Some worry that the succession of recent political scandals involving China has created a perverse inversion of the studios’ and streamers’ usual logic for courting international markets — that you win a foreign audience by creating locally themed content, made by local talent and stars. The fear is that studio executives will come to see hiring Chinese talent, and telling Chinese-themed stories, as a source of outside risk — in the world’s largest potential market — rather than an intrinsic virtue.
“It’s a very legitimate concern,” says Aynne Kokas, the author of Hollywood Made in China and a nonresident scholar in Chinese media at the Baker Institute of Public Policy at Rice University. “I definitely think that it will make studios think twice — and that’s the last thing you want when they have only just begun to make very modest progress in addressing the structural racism embedded in their businesses.”
In Zhao and Nomadland‘s case, the bitter ironies are particularly acute. China has long coveted the kind of artistic recognition in the West that the Oscars represent, but the Chinese Communist Party also remains hellbent on closely controlling the narrative. Thus, the counter-intuitive predicament of a Chinese-born director whose father has close ties to state-owned enterprise, on the brink of Oscars glory for a film that’s actually implicitly critical of the American social system, not China’s, finding herself at risk of censorship and rebuke.
“There’s a Chinese idiom, ‘Picking up a stone only to drop it on your own feet,’ notes Stanley Rosen, a professor of Chinese studies at USC who specializes in the film industry.
Much like the social media response, which featured both fierce criticism of Zhao and fervent defense of her, the official reaction so far has remained uncharacteristically fuzzy — a partial online blackout of Nomadland and Zhao, rather than a complete expungement. Her admirers in the Chinese film industry are taking comfort in that fact. Asked what might be next for Zhao, a producer in Beijing said: “If people can’t dig up more dirt on her, I think she’ll be OK — her movies will get released.”
Staunch nationalist Hu Xijin, the editor of the influential state-backed tabloid Global Times, recently floated a middle-ground take. “The ongoing backlash against Zhao is the price she has to pay for what she said. But I don’t think it’s necessary to pull the film from theaters.

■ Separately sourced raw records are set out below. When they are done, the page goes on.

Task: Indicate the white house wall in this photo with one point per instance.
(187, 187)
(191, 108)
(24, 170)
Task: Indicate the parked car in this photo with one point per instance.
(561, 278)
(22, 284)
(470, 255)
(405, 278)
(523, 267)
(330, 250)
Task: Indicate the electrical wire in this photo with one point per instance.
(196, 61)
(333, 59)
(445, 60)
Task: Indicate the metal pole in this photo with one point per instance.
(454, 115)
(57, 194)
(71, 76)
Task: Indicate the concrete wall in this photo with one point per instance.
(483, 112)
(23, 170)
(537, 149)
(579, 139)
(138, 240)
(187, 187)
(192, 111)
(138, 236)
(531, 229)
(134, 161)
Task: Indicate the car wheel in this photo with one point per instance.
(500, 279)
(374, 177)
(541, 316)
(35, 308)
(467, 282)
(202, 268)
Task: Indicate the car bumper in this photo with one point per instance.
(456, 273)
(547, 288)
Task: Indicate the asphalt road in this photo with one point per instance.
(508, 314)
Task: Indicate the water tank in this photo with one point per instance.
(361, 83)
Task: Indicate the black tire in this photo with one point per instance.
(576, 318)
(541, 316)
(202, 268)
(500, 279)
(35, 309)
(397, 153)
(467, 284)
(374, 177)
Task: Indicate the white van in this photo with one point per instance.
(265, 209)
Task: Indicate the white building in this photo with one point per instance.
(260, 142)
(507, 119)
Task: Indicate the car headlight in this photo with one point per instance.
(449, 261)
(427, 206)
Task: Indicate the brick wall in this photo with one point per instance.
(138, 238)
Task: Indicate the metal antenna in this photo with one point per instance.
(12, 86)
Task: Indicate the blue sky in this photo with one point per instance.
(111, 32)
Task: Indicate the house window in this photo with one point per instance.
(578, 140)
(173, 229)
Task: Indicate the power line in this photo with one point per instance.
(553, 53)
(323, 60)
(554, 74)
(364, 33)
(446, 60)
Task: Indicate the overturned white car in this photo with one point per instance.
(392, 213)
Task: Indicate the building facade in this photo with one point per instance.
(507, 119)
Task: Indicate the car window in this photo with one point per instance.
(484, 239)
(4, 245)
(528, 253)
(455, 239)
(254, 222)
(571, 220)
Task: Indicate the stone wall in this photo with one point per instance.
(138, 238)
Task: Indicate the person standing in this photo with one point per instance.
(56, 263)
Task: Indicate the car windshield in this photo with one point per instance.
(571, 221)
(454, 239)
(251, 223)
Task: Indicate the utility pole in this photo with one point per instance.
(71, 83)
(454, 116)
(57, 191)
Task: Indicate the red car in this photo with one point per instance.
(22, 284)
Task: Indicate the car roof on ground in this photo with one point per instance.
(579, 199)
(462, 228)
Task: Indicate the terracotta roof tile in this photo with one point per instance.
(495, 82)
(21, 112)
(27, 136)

To keep China open means to be able to accommodate some conflicts and inconsistencies,” Hu wrote in a widely shared Weibo post. “Chinese audience members will make their own call and decide how they feel about Zhao and her movies. The market will put an end to it.”
Says Rosen: “As a little more time passes — and especially if she can find a way to explain herself that smooths the waters — I think [the officials] will see that there is much more to gain by riding on her coattails than coming down hard on her.”
“I certainly hope so,” he adds. “Because she makes very creative, nuanced movies, and anything else would be quite a shame.”